Lt. Colonel Don Bell cuts the ribbon at the dedication of the newly remodeled Phoenix Citadel Corps supported by then Mayor Phil Gordon and Divisional Leaders Lt. Colonels Don and Jan Mowery.

After 18 months of “homelessness,” Arizona’s Phoenix Citadel Corps celebrated the opening and dedication of its new spiritual home. Appropriately, the recognition of its rebirth occurred over Easter weekend.

Lt. Colonels Donald and Debi Bell, Western Territory chief secretary and secretary of women’s ministries, respectively, presided over the dedication ceremony along with Southwest Divisional leaders Lt. Colonels Don and Jan Mowery.

Ten years ago, as a soldier of Phoenix Citadel while serving as Southwest divisional secretary for business, Bell played a role in keeping the corps in its current location.

Though the Phoenix Citadel Corps has existed in this community for 115 years, soldiers had discussed relocation due to a perceived lack of growth opportunities. An informal survey of the area however, revealed the corps’ presence there was more significant than realized. The citadel would stay in place, they determined, and a new manifesto, “Changing the Heart of the City,” outlined phases for transformation.

The new facility’s building is due in large part to a legacy from the late Virginia Near; the Education Center now bears her name. The initial property work included renovating an old Victorian housethe “Peirce House,” named for its first resident, which is now the corps administrative building with rooms available for formal meetings and informal gatherings.

The Phoenix Citadel Corps had also established a relationship with Arizona State University and the local Kenilworth School to work with children and adults in the surrounding community. Programs exist to assist children with math and English schoolwork as well as English classes for adult second language learners. When the corps had to vacate its premises for the rebuilding phase, Kenilworth School authorities permitted use of their auditorium for Sunday worship.

The dedication came after a week of Holy Week remembrances, including a performance of “Love Divine” by the Citadel Songsters and a presentation of a Passover “Seder” meal in which Majors John and Dee Webb explained the significance of the “Last Supper” and how Jesus fulfilled his prediction of sacrifice.
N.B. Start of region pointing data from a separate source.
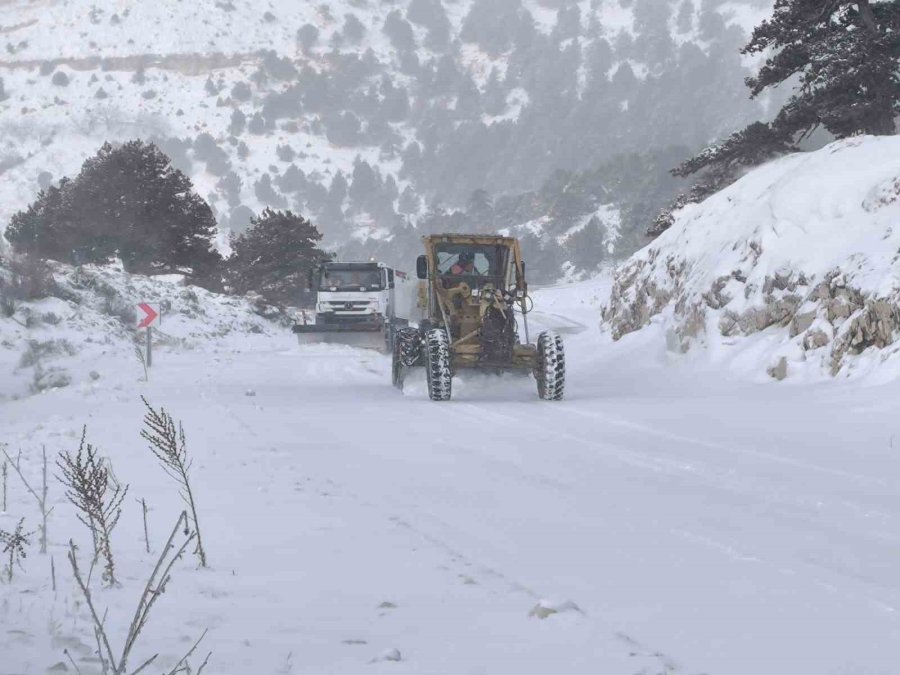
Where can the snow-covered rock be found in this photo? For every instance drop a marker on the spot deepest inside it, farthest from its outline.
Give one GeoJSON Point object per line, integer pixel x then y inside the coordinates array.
{"type": "Point", "coordinates": [803, 250]}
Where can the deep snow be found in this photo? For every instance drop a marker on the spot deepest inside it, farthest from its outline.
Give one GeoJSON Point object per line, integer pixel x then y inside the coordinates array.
{"type": "Point", "coordinates": [682, 521]}
{"type": "Point", "coordinates": [797, 260]}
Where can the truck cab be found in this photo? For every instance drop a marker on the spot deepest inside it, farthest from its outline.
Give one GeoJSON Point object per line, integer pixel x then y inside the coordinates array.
{"type": "Point", "coordinates": [354, 293]}
{"type": "Point", "coordinates": [361, 298]}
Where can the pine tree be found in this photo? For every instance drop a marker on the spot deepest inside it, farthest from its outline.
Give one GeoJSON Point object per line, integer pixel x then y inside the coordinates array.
{"type": "Point", "coordinates": [275, 256]}
{"type": "Point", "coordinates": [127, 201]}
{"type": "Point", "coordinates": [844, 54]}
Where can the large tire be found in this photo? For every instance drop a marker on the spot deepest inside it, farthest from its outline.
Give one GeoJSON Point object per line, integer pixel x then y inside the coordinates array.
{"type": "Point", "coordinates": [550, 369]}
{"type": "Point", "coordinates": [396, 366]}
{"type": "Point", "coordinates": [438, 371]}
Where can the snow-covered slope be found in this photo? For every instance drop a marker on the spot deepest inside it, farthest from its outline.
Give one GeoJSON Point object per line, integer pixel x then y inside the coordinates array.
{"type": "Point", "coordinates": [793, 269]}
{"type": "Point", "coordinates": [322, 87]}
{"type": "Point", "coordinates": [84, 331]}
{"type": "Point", "coordinates": [658, 520]}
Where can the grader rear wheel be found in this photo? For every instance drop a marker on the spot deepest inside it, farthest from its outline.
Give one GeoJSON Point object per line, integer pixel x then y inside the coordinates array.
{"type": "Point", "coordinates": [550, 369]}
{"type": "Point", "coordinates": [437, 365]}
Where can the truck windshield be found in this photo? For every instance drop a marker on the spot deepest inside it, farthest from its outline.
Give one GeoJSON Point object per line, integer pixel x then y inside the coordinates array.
{"type": "Point", "coordinates": [350, 280]}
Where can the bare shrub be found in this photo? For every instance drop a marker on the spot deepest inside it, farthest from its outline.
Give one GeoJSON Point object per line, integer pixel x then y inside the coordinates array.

The Citadel Band led a musical meditation on Good Friday with readings from English author David Kossoff’s Book of Witnesses.

Phoenix Mayor Phil Gordon and other civic leaders attended the ceremony. Gordon spoke of the Army’s contributions to the community and how building the facility contributed to the mission, “Change the Heart of the City.”

The new building indeed symbolizes the Phoenix Citadel Corps’ intent to “Change the Heart of the City” for many years to come.